* This is the fourth and last part of a series on omission-tolerant integrity
protection and related topics.
See also
part 1,
part 2,
and
part 3.
A technical report on the topic is available
on this site and
in the IACR ePrint Archive.
*

In part
3 we saw how the *system parameterization* concept introduced
by Boneh and Shoup in their
Graduate
Course in Applied Cryptography makes it possible to provide a
formal definition of *collision resistance* for keyless hash
functions. In this last post I will explain how that definition, and
the security and system parameters used in the definition, are used in
the proof of Theorem 3 of
the technical report, which states
that the root label of a typed hash tree can serve as an
omission-tolerant checksum of an encoding of a set of key-value pairs.

### Constructing an encoding with checksum of a set of key value-pairs dependent on security and system parameters

In part 2 I described the structure of a typed hash tree and gave an example of how a typed hash tree can be used to construct a bit-string encoding of a set of key-value pairs in a way that allows the root label of the tree to serve as an omission-tolerant checksum of the set. Now I’ll show how the encoding and its checksum can be made dependent on the security and system parameters. The role of the security and system parameters in the construction is to select the hash function used to compute the labels of the internal nodes of the tree, from the family of hash functions defined by a hashing scheme with system parameterization. The encoding algorithm takes the following three steps.

First, an ordered tree is constructed with a shape freely chosen by the algorithm, the key and value of each key-value pair are encoded as bit strings and assigned as the type and label of a leaf node, and a distinguished type other than any type used to encode a key is assigned to the internal nodes and any remaining leaf nodes. Nodes with the distinguished type are called distinguished nodes, and distinguished leaf nodes are called dangling nodes. This first step does not depend on the security and system parameters. It produces an incomplete typed hash tree without the distinguished node labels.

Second, strings with a bit length equal to the bit length of output the hash function are generated at random with uniform distribution and assigned to the dangling nodes. This step depends on the security parameter, which determines the bit length of the output of the hash function. (Although the security and system parameters together determine the hash function, the security parameter by itself determines the bit length of its output.) It produces an incomplete typed hash tree without internal node labels.

Third, the tree is serialized to produce the bit-string encoding of the set of key-value pairs.

A checksum algorithm computes the omission-tolerant checksum by deserializing the bit-string encoding, computing the labels of the internal nodes, and outputting the label of the root node.
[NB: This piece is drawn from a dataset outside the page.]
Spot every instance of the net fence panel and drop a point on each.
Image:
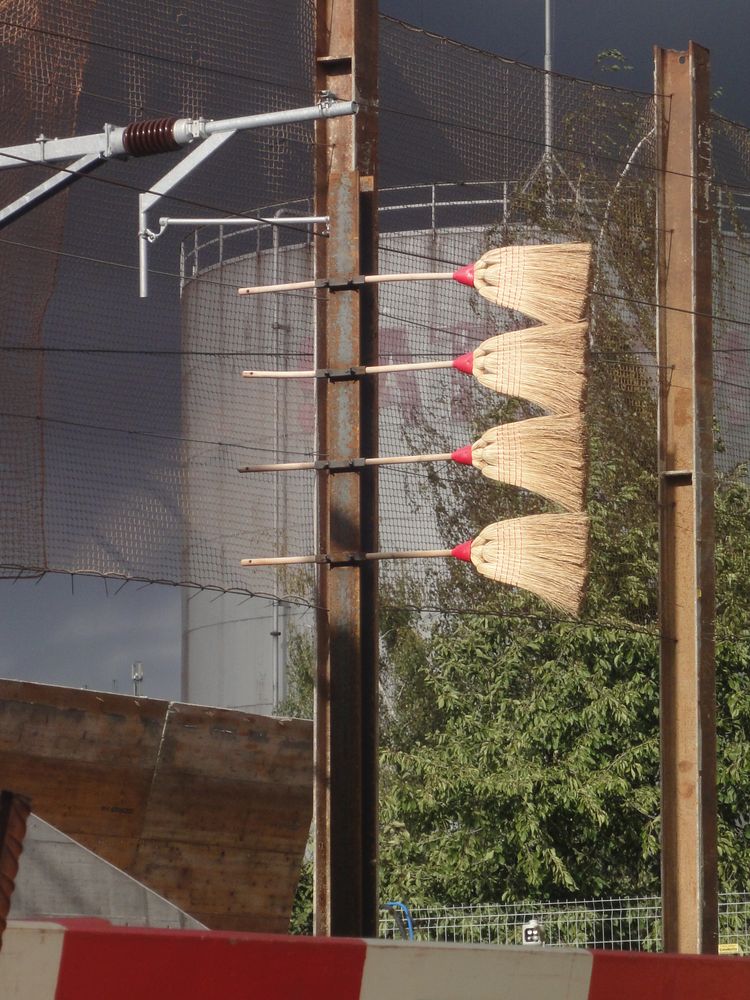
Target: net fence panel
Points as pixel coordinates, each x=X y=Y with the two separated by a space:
x=124 y=420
The computation may fail if it encounters a prelabel of an internal node (defined as the sequence of the types and labels of its children that is input to the hash function to compute its label) that is too long for the hash function. In that case the checksum algorithm fails and stops without output.

### Attack games as algorithms that take other algorithms as inputs

Security reductions based on attack games are often constructed
according to the following basic pattern. A security property of a
cryptographic scheme, or cryptosystem, is defined by an attack game
played between a challenger and an adversary, and is said to hold if
the probability that an efficient adversary has of winning the game is
a negligible function of the security parameter. (By being efficient we
mean, as usual, running within time polynomial on the security
parameter; Boneh and Shoup use a more complex definition that allows
for non-termination.) To prove that a security property of a
cryptosystem 𝔄 defined by game *A* holds under the assumption that
a security property of a cryptosystem 𝔅 defined by game *B*
holds, one assumes that there exists an efficient adversary 𝒜
able to win game *A* with a probability that is a non-negligible
function of the security parameter, and uses 𝒜 to construct an
efficient adversary ℬ that wins game *B* with a probability
that is likewise a non-negligible function of the security parameter.

For lack of a better term I shall refer to the games *A*
and *B* used in the basic pattern as the antecedent and
consequent games respectively, alluding to the fact that the existence
of 𝒜 implies the existence of ℬ. The contrapositive of
this implication means that the security property of cryptosystem
𝔄 defined by game *A* implies the security property of
cryptosystem 𝔅 defined by game *B*.

The basic attack-game pattern specifies how the challenger and the
adversary behave, but not how they are formalized. In Section 2.4.3
of
their online
textbook Boneh and Shoup formalize the challenger and the
adversary of an attack game as a pair of interactive machines. We use
a simpler formalization inspired by modern programming languages like
JavaScript that are both imperative and functional, and where
functions can be passed as arguments. As described in more detail in
Section 2.2 of the technical
report, the challenger is an algorithm, and the adversary is
another algorithm that is provided to the challenger as an input, just
as a function may be passed as an argument to another function in
JavaScript. In a security reduction that follows the basic pattern,
the efficient adversary of game *B* is constructed as an
algorithm that runs the challenger algorithm of game *A*,
providing it as input the efficient adversary assumed to win
game *A* with a probability that is a non-negligible function of
the security parameter.

In the attack games of the technical report the adversary does not make any queries. In games involving queries, the oracle answering the queries would be modeled as an algorithm that the challenger would provide as an input to the adversary.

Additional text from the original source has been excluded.